Samuel Tombs, Chief UK Economist, Pantheon Macroeconomics, warned that "part-time self-employed roles accounted for 70,000 of the increase in employment." He said that "these workers are under-utilised; indeed, the proportion of part-time workers who want full-time work increased to 12.3 per cent in the three months to August, from 12.1 per cent in the previous three months. Meanwhile, the number of job vacancies has flatlined, consistent with only weak growth in employment ahead."
Andrew Wishart, UK Economist, at Capital Economics was more optimistic, after acknowledging that "real wages have fallen by close to one per cent over the past year," he said: "We expect nominal wage growth to pick-up as limited remaining labour market slack is absorbed, and inflation should fall as the impact of the pound’s depreciation fades.

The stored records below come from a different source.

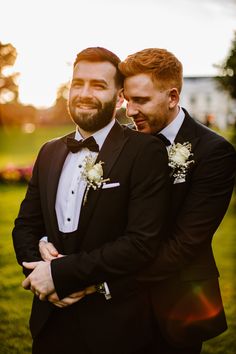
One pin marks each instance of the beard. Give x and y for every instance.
(92, 122)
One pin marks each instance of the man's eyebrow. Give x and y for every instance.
(99, 81)
(93, 81)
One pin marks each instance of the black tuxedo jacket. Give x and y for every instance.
(183, 279)
(118, 233)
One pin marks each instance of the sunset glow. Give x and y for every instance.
(48, 34)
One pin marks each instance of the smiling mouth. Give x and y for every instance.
(86, 107)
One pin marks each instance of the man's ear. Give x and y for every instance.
(173, 98)
(120, 98)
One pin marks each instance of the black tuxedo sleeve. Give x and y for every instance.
(201, 212)
(29, 226)
(146, 212)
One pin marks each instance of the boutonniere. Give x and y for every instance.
(92, 174)
(179, 155)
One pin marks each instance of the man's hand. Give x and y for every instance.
(71, 299)
(48, 251)
(40, 281)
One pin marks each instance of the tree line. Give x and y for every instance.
(13, 112)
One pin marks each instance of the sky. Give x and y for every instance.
(47, 34)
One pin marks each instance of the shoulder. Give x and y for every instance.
(207, 137)
(141, 138)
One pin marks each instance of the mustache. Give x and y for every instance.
(88, 101)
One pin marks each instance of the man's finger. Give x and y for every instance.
(30, 265)
(47, 249)
(26, 283)
(90, 290)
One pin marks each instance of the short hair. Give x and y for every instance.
(99, 54)
(162, 65)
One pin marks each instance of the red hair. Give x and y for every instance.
(162, 65)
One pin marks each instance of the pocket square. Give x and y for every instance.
(179, 180)
(110, 185)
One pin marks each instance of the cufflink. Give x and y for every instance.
(100, 288)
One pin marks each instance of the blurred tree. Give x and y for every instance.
(227, 78)
(8, 86)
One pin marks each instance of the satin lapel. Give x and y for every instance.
(187, 132)
(109, 153)
(57, 161)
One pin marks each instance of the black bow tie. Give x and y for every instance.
(75, 145)
(163, 138)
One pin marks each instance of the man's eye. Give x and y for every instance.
(99, 86)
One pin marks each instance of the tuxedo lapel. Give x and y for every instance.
(109, 153)
(187, 131)
(57, 162)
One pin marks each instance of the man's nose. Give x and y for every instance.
(131, 109)
(85, 91)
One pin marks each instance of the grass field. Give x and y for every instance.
(15, 302)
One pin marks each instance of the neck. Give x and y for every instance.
(84, 133)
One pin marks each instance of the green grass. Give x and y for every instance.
(15, 303)
(20, 148)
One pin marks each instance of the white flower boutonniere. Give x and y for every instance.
(92, 174)
(179, 155)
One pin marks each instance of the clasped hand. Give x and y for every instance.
(40, 281)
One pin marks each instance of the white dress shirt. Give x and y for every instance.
(171, 130)
(71, 186)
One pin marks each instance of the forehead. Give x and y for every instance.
(87, 70)
(139, 85)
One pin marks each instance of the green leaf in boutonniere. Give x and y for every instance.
(92, 174)
(179, 155)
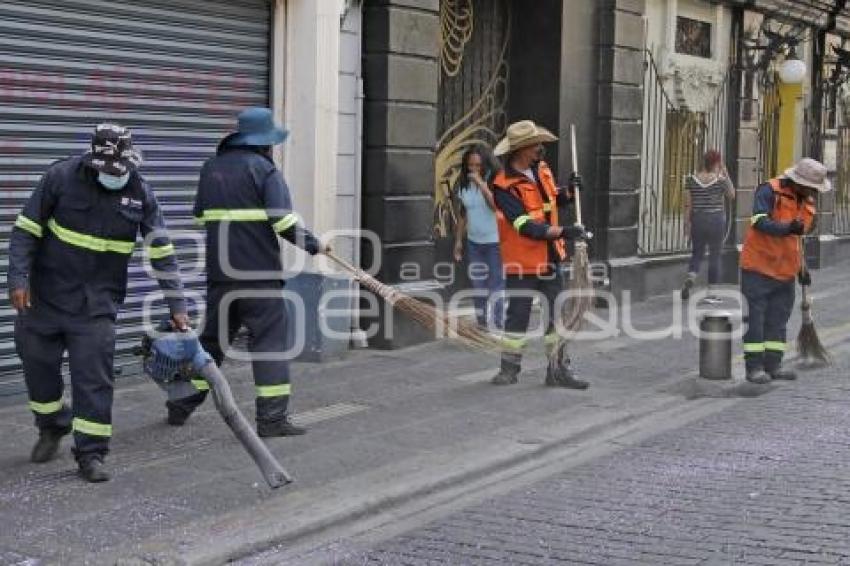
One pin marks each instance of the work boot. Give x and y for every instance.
(504, 377)
(783, 375)
(758, 376)
(564, 377)
(92, 469)
(48, 444)
(177, 415)
(688, 285)
(283, 427)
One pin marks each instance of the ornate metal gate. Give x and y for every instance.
(475, 38)
(674, 141)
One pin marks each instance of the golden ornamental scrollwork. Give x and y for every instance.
(456, 25)
(482, 124)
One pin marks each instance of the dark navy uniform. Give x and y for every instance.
(70, 246)
(245, 205)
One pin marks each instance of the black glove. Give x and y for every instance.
(796, 227)
(575, 232)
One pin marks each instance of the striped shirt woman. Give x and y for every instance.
(705, 192)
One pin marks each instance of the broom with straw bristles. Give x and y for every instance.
(809, 346)
(581, 287)
(430, 317)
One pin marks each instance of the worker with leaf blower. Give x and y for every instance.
(771, 258)
(244, 203)
(68, 259)
(532, 244)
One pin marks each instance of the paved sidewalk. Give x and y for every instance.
(385, 427)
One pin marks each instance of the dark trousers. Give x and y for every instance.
(521, 290)
(42, 335)
(708, 230)
(266, 319)
(485, 273)
(770, 303)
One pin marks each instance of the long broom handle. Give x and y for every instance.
(804, 304)
(272, 471)
(576, 195)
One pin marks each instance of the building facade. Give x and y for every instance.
(649, 85)
(177, 72)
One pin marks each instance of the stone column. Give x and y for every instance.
(401, 73)
(620, 112)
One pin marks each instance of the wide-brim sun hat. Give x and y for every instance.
(112, 150)
(256, 127)
(809, 173)
(523, 134)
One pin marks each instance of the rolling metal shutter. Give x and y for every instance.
(174, 71)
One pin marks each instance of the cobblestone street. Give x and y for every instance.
(763, 482)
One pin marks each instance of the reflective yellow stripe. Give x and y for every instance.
(551, 338)
(159, 252)
(235, 215)
(91, 243)
(273, 390)
(90, 428)
(30, 226)
(285, 223)
(520, 221)
(46, 408)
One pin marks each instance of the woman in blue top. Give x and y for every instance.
(477, 221)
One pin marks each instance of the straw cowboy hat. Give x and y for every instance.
(523, 134)
(809, 173)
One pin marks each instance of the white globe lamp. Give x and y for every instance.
(792, 71)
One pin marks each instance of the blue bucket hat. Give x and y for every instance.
(256, 127)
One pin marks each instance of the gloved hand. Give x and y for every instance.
(576, 232)
(796, 227)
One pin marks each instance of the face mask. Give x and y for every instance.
(112, 182)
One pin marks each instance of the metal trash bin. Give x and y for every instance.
(715, 345)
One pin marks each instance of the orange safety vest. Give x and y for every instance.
(778, 256)
(522, 255)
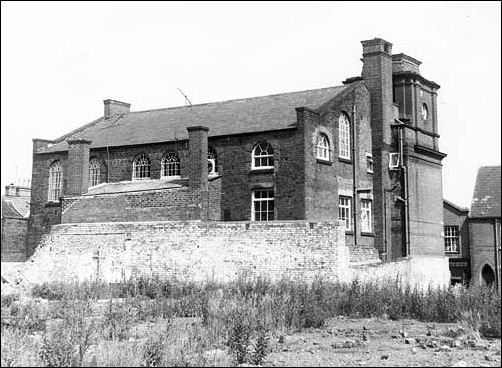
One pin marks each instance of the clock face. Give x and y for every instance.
(425, 112)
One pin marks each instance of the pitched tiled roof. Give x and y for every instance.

As such, it shouldn’t be too long before real wages start to rise again."
Mariano Mamertino, EMEA economist at the global job site, Indeed, was less sanguine, saying: "With the gap between wage and price rises steadily turning into a gulf, ever more workers are seeing their living standards be steadily eroded."
So what about interest rates? Will they still be going up, as suggested recently by Bank of England governor Mark Carney?
Angelo Ciavarella, head of global markets at online trading platform, Infinox, has something to say on this: "Against a backdrop of Brexit-related uncertainty and a highly leveraged consumer, markets are concerned a rate rise could decimate confidence and undermine the already weak economic growth we have seen in 2017. Carney's crisis is that he has cried wolf on so many occasions in the past that he may feel obliged to raise rates whatever."